As an alternative to paginating by batches or rows, we can create a stream of results, suitable to piping to the console or to a file:

import { Transform } from 'node:stream';
import { pipeline } from 'node:stream/promises'
import { CloudantV1, PagerType, Pagination } from '@ibm-cloud/cloudant'

async function main() {
  // Instantiate Cloudant client using environment credentials
  const client = CloudantV1.newInstance()

  // create a pagination to page through a view keyed on
  // the documents' team/dob pair. In this case we only
  // want documents in team='white'
  const pagination = Pagination.newPagination(
    client,
    PagerType.POST_VIEW,
    {
      db: 'pagetest',
      includeDocs: true,
      startKey: ["white"],
      endKey: ["white",{}],
      ddoc: 'viewddoc',
      view: 'byTeamAndDob',
      reduce: false
    }
  )

  // create a stream transformer
  const myTransform = new Transform({
    objectMode: true,
    transform(obj, encoding, callback) {
      // transform the object into a CSV
      const str = `${obj.doc.name},${obj.doc.email}\n`
      this.push(str)
      callback()
    },
  });

  // use the streaming syntax
  const rowStream = pagination.rowStream()

  // create a pipeline: rowStream --> myTransform ---> stdout
  await pipeline(rowStream, myTransform, process.stdout)
}

main()

Partitioned operations🔗


In addition to the global “all_docs”, Cloudant Query, Cloudant Search and View support, all of the partitioned variations of these APIs also support pagination. We need to supply a pager type of:

  • PagerType.POST_PARTITION_FIND for partitioned Cloudant Query calls.
  • PagerType.POST_PARTITION_ALL_DOCS for partitioned all_docs calls.
  • PagerType.POST_PARTITION_SEARCH for partitioned Cloudant Search calls.
  • PagerType.POST_PARTITION_VIEW for partitioned MapReduce calls.

and all operations require a partition key as a partitionKey parameter:

import { CloudantV1, PagerType, Pagination } from '@ibm-cloud/cloudant'

async function main() {
  // instantiate the Cloudant client, using credentials
  // stored in environment variables
  const client = CloudantV1.newInstance()
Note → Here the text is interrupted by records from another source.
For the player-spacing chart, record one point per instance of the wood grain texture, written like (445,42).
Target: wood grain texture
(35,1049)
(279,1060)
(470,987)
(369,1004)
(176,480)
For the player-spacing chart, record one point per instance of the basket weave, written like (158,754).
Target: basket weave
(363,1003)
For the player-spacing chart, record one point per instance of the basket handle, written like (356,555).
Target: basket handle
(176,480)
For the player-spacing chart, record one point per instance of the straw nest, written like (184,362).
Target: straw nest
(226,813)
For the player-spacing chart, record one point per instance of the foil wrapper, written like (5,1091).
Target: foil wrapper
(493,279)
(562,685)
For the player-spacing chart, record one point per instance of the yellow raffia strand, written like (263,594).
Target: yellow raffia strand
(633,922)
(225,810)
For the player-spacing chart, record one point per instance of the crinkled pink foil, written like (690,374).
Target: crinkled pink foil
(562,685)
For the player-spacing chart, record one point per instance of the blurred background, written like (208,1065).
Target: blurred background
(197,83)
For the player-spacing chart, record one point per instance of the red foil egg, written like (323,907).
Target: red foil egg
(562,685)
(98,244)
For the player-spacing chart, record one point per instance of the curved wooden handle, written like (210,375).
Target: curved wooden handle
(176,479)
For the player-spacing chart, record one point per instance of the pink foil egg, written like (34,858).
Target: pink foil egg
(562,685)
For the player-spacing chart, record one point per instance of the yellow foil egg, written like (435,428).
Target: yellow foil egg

  // create a pagination to page a single partition's
  // documents finding documents where the total > 10.
  const pagination = Pagination.newPagination(
    client,
    PagerType.POST_PARTITION_FIND,
    {
      db: 'pagetest2',
      partitionKey: '50',
      limit: 20,
      selector: { total: { "$gt": 10 }}
    }
  )

  // iterate through the pages
  for await (const page of pagination.pages()) {
    console.log('page', page.length, 'first doc id', page[0]._id)
  }
}

main()

or using the “pager” syntax:

import { CloudantV1, PagerType, Pagination } from '@ibm-cloud/cloudant'

async function main() {
  // Instantiate Cloudant client using environment credentials
  const client = CloudantV1.newInstance()

  // create a pagination to page a single partition's
  // documents finding documents where the total > 10.
  const pagination = Pagination.newPagination(
    client,
    PagerType.POST_PARTITION_FIND,
    {
      db: 'pagetest2',
      partitionKey: '50',
      selector: { total: { "$gt": 10 }}
    }
  )

  // use the pager syntax
  const pager = pagination.pager()

  do {
    const page = await pager.getNext()
    console.log(page.length, 'first doc id', page[0]._id)
  } while(pager.hasNext())
}

main()

Other languages🔗


In addition to Node.js, pagination APIs are available for Java, Python and Go.

Limitations🔗


Note the limitations outlined in the documentation.